Using Rubrics

Help your students understand how you will grade their work by using rubrics.

What Is a Rubric?

A grading rubric lists the criteria you will use to evaluate a particular assignment, and it includes performance levels for each criterion. Designing a rubric allows you to ruminate on the components of an assignment, clarify student learning outcomes for instructional planning, and to identify expectations for quality. Rubrics also provide a much needed method for consistent and accurate grading.

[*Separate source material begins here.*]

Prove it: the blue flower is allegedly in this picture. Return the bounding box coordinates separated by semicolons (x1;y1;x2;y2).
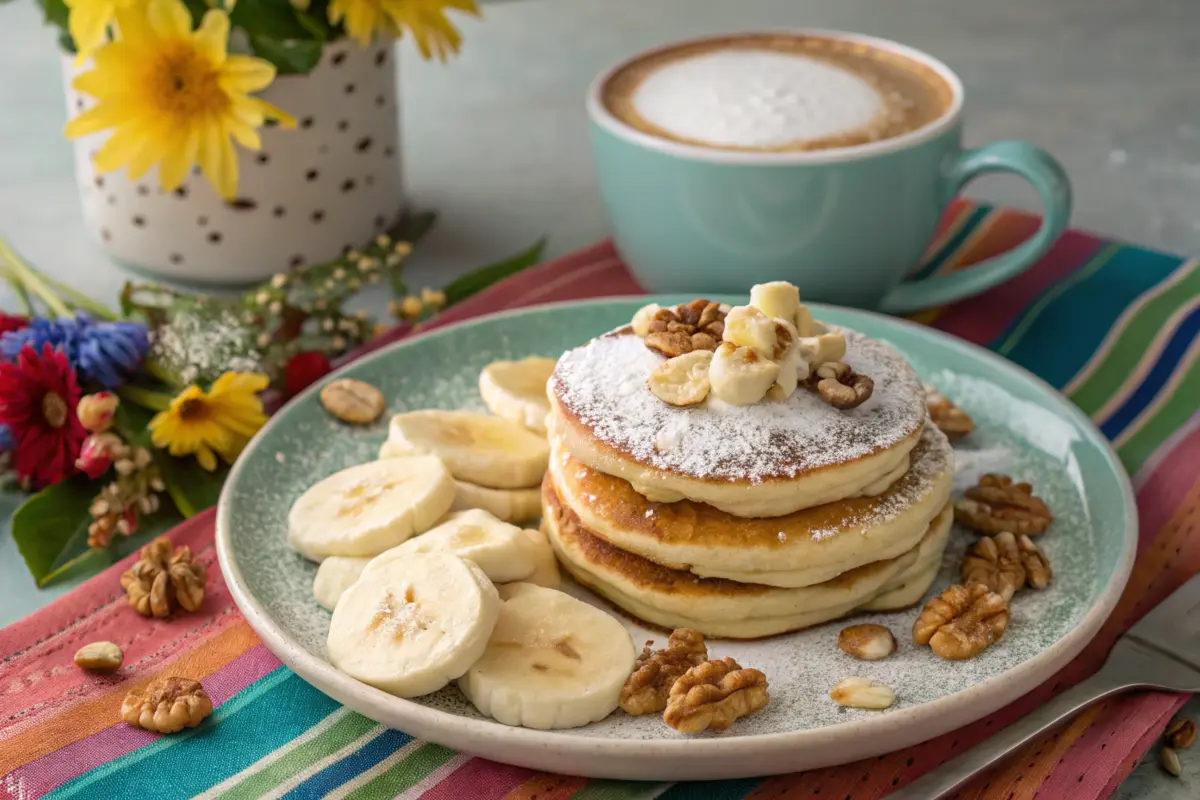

Looking at a rubric example, you can see that it includes the assignment’s title, description (the same one provided in the syllabus), and total point value, along with a place for open-ended comments. The scoring portion lists the evaluation criterion, performance quality levels, and descriptions differentiating the performance qualities for each criterion.

Rubric Levels

It is important that your rubric accurately differentiates between performance levels. Effective levels may look like:

  • A – Level (Outstanding)
  • B – Level (Proficient)
  • C – Level (Developing)

If your course requires high academic standards, you would use B-level performance for academic work that you believe “meets expectations” or is “good.” In this scenario, B-level performance reflects standard competence. In contrast, A-level performance would describe qualities beyond expectations, and C-level performance would describe qualities just below expectations. Keep in mind these grading descriptions are just guidelines for consideration.